Art Of Selling Kitsch

  • Seven years ago, struggling artist Thomas Kinkade sat in a secluded gallery well past closing time, determinedly propounding the virtues of his luminescent garden-and-cottage scenes to a young couple. He was going to give it a few more months, Kinkade told the couple, and if he couldn't sell enough paintings to earn a living, well, he'd close up shop and move on.

    Today the shop is not only open, it is one of more than 200 Kinkade galleries nationwide. Media Arts Group, the artist's publicly traded company, based in San Jose, Calif., recorded $126 million in sales last year. Kinkade, who owns 24% of the shares, is worth $30 million. Canvas lithographs of his paintings routinely sell for as much as $15,000. "It's staggering," he admits. Equally staggering are the profits--$5 million last year--derived from slapping the images from Kinkade's paintings onto everything from calendars to table lamps. The merchandising machine will go into overdrive this winter when construction is scheduled to begin on Kinkade-inspired houses near Sacramento, Calif. Says Frank Sisser, publisher of the trade magazine U.S. Art: "The man is a consummate marketer."

    Kinkade is foremost of more than 30 palette-to-paycheck artists whose status as multimillionaires flies in the face of the archetypal image of the starving artist. Among the other great successes: Terry Redlin, who sells more than $20 million worth of Americana images each year and built a $12 million museum in Watertown, S.D., to showcase his work; Bev Doolittle, a painter of Native American themes who in the past decade has sold more than $60 million worth of prints; G. Harvey, who sold 30,000 prints last year, many at $1,500 or higher; Robert Bateman, a Canadian wildlife artist whose $100,000 originals led to a display of his work at the Smithsonian Museum of Natural History in Washington; and Wyland, who legally ditched his first name (Robert) after his whale murals built a $50 million empire and won him a designation as official artist of the U.N. "This is a hidden industry," says Redlin, "and people are making a lot of money at it." Last year that industry generated an estimated $400 million in sales. "I call it art gone wild," says Wyland. "It's the best time in history to be an artist."

    Artist?

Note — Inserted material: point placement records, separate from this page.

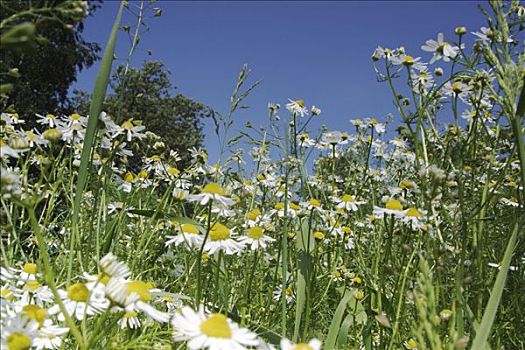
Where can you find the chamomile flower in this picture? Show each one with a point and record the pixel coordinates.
(392, 207)
(347, 202)
(80, 301)
(220, 239)
(18, 333)
(188, 234)
(313, 344)
(214, 332)
(441, 49)
(256, 238)
(297, 107)
(132, 129)
(134, 295)
(414, 217)
(212, 192)
(410, 344)
(48, 119)
(130, 320)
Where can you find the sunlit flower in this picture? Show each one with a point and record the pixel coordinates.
(441, 49)
(297, 107)
(214, 332)
(220, 239)
(80, 301)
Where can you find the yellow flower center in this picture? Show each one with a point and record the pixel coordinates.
(78, 292)
(35, 312)
(255, 232)
(216, 326)
(30, 268)
(408, 60)
(441, 47)
(294, 206)
(213, 188)
(219, 232)
(254, 214)
(405, 184)
(33, 285)
(300, 103)
(394, 204)
(140, 288)
(128, 125)
(318, 235)
(4, 293)
(189, 228)
(314, 202)
(128, 177)
(411, 344)
(18, 341)
(174, 171)
(130, 314)
(103, 278)
(456, 87)
(347, 198)
(413, 212)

Says who? Critics, art historians and fine-art galleries cringe at the thought that any of these "populist artists" should be taken seriously. In the highbrow art world, accessibility and affordability are often inversely proportional to merit. The populist industry's aggressive replication strategy, on the other hand, is designed to move the merchandise. "Limited editions" from populist artists are often released in quantities of 20,000 and up, using a variety of formats that range from canvas to three sizes of paper prints. Throw in the T shirts, mugs and pillows with the same images, and limited looks limitless. "These guys haven't invented anything, they've just discovered an image that's salable, and they pump the market until they can't sell any more," says Herbert Palmer, owner of a gallery on Los Angeles' Melrose Avenue that sells works by the respected contemporary abstractionists Gordon Onslow Ford and Choichi Ida at prices as high as $200,000.

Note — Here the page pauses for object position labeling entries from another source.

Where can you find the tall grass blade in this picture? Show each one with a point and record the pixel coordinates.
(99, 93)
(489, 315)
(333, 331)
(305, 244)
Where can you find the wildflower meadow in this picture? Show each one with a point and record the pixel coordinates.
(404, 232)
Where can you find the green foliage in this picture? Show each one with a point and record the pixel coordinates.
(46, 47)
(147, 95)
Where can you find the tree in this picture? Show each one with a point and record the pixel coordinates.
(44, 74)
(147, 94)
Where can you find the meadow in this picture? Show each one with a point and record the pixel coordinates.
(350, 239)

    The art-vs.-commerce debate isn't a new one--Da Vinci's Mona Lisa is said to be the most reproduced painting in history--but the corporate approach of Media Arts brings the argument to a new level. "I have an N.C. Wyeth hanging in my office that was a tire ad in 1916," says Scott Usher, president of Greenwich Workshop, a publisher in Shelton, Conn., "and very few art critics are going to say Wyeth was just an illustrator." Norman Rockwell battled the same demon, and Andy Warhol took heat for suggesting it was O.K. to have assistants do some of the work--a tactic several populist artists now use. Collectors such as Bob and Cathy Adorni, a Castaic, Calif., couple who own 58 Kinkade prints, view such techniques as an acceptable means to an end. "You can't blame someone for earning a living with their talent," says Bob Adorni. Or can you? "People say I've sold out," says Kinkade. "But not reproducing my art would be like telling a writer not to publish a manuscript because it's one of a kind."

    Technology has entered the picture. In the past, the quality of print reproductions was so poor that it preserved, by default, both the economic and the artistic value of the original work. Today artists such as Kinkade operate high-tech facilities that bond lithographs to an acrylic that can be rolled or even sprayed onto canvas with the details so fine that even the brush strokes are replicated. Kinkade's studio employs a team of 30 touch-up artists whose sole task is to hand-paint highlights onto the prints, enabling the sales team to market each one as a "unique" work that looks very much like an original.

    The populists point out that it is this reproduction capability, not the art, that the Establishment fears most. "The fine art galleries saw how good the canvas prints looked and didn't want them, because they felt it would compromise the product they already had," contends Kevin Samara, president of the National Association of Limited Edition Dealers. Says Ken Raasch, Kinkade's founding partner at Media Arts: "The art establishment in this country knows there's a payoff if they keep art out of the reach of the average person."